RAINBOW Light curve fitter

31 May 2023, 17:45
10m
IESC Cargèse

IESC Cargèse

20130 Cargèse

Speaker

Etienne Russeil (Université Clermont Auvergne, LPC, Clermont Ferrand, France)

Description

Feature extraction is one of the crucial stages in trying to apply machine learning to tasks on real astronomical data. In particular, when dealing with transients where light-curves are sparsely sampled, with varying numbers of points and in the presence of uncertainties. One of the standard methods to extract features from a light curve is to find the best fit parameter values to a particular parametric equation and use them as features. Typically the telescope's measurements are taken with different filters and therefore the previous operation is repeated for each of them. The collection of all minimized parameters over all filters constitutes a complete feature set describing the object.
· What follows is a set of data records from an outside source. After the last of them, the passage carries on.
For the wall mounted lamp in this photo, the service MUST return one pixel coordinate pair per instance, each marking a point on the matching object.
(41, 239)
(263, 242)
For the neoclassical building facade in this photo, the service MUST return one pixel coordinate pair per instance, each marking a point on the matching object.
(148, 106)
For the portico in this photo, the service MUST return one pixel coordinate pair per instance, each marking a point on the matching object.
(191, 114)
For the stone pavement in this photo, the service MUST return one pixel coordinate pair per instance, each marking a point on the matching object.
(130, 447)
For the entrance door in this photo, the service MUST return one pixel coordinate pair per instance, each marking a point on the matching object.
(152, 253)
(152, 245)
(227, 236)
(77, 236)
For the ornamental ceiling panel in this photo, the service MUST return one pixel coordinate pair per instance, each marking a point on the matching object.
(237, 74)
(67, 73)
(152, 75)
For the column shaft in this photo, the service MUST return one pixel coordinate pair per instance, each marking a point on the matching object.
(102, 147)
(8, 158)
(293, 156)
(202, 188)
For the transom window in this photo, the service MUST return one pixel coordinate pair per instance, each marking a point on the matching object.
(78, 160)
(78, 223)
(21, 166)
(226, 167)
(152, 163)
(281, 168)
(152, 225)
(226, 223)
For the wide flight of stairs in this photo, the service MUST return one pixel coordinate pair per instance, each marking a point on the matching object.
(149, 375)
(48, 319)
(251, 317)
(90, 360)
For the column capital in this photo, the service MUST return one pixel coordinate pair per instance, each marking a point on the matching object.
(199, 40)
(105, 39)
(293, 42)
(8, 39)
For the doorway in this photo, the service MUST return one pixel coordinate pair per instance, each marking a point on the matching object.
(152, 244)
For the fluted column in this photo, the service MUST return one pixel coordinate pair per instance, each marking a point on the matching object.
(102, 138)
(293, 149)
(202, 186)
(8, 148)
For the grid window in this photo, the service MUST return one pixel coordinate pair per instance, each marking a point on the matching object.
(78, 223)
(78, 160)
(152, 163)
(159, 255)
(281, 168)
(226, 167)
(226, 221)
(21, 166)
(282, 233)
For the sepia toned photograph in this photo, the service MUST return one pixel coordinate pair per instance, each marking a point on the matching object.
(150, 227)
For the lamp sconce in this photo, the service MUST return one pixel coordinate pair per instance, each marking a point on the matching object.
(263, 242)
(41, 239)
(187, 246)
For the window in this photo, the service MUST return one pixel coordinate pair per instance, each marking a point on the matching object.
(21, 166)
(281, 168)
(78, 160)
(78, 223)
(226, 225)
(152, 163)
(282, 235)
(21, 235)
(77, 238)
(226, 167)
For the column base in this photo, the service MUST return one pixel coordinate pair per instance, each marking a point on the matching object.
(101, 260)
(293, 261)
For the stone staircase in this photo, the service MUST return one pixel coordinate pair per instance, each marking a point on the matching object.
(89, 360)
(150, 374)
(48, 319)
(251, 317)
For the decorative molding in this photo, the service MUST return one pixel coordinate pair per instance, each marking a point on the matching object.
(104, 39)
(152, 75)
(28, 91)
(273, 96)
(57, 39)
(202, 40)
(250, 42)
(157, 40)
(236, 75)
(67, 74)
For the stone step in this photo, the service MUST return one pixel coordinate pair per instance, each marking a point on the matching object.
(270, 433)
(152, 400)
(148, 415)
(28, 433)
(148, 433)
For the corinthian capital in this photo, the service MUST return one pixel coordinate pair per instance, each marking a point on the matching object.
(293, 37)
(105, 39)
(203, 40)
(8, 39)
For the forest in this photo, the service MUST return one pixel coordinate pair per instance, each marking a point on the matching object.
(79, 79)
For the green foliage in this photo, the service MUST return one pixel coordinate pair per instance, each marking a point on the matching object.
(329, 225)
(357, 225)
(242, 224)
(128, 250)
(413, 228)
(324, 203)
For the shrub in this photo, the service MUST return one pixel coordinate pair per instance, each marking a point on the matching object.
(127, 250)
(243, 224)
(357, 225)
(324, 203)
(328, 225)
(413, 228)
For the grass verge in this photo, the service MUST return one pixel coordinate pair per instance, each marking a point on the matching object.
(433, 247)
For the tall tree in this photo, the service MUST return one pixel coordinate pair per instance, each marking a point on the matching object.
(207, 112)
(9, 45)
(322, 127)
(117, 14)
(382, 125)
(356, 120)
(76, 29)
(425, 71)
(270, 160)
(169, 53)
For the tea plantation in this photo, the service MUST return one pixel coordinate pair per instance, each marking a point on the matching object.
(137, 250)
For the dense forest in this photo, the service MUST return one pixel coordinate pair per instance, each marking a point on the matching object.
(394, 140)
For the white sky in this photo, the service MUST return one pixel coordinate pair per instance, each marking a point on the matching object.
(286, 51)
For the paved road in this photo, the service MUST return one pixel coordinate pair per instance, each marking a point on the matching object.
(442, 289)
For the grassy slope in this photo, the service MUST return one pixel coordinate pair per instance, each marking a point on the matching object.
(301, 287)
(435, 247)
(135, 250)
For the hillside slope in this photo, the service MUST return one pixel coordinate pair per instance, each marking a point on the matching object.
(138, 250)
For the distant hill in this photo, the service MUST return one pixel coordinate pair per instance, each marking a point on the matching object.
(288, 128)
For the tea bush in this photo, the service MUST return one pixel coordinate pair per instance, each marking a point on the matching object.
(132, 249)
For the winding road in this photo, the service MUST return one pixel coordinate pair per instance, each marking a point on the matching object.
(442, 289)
This approach has the advantage of completely describing the phenomena in a computational quick manner, but it has several drawbacks. First the number of features scales directly with the number of filters. Then, each filter must contain enough data points for the fit to be mathematically constrained. If even one filter is lacking measurements, the feature extraction won’t be computable. Finally, an independent fit of each filter results in very correlated features, and completely ignores constraints from one filter to another. In order to solve all these problems, we propose the RAINBOW framework. It is a feature extraction method that uses a single three dimensional parametric equation instead of a collection of two dimensional parametric equations. By adding wavelength as an input,we ensure that the whole object is fitted at once, independently of the number of filters. The function itself is based on the blackbody equation, includes a phenomenologically motivated combination of exponentials to represent the bolometric flux and a sigmoid-like temperature evolution hypothesis. We demonstrate the efficiency of RAINBOW on SN-like objects from the PLASTiCC Kaggle challenge. Based on a complete benchmark including goodness of fit estimation, maximum peak time prediction and classification exercises, we show that the method is consistently better than the traditional approach, while offering a denser and more physically meaningful feature extraction. This represents a significant improvement in our ability to extract meaningful information from partial data from astronomical transients.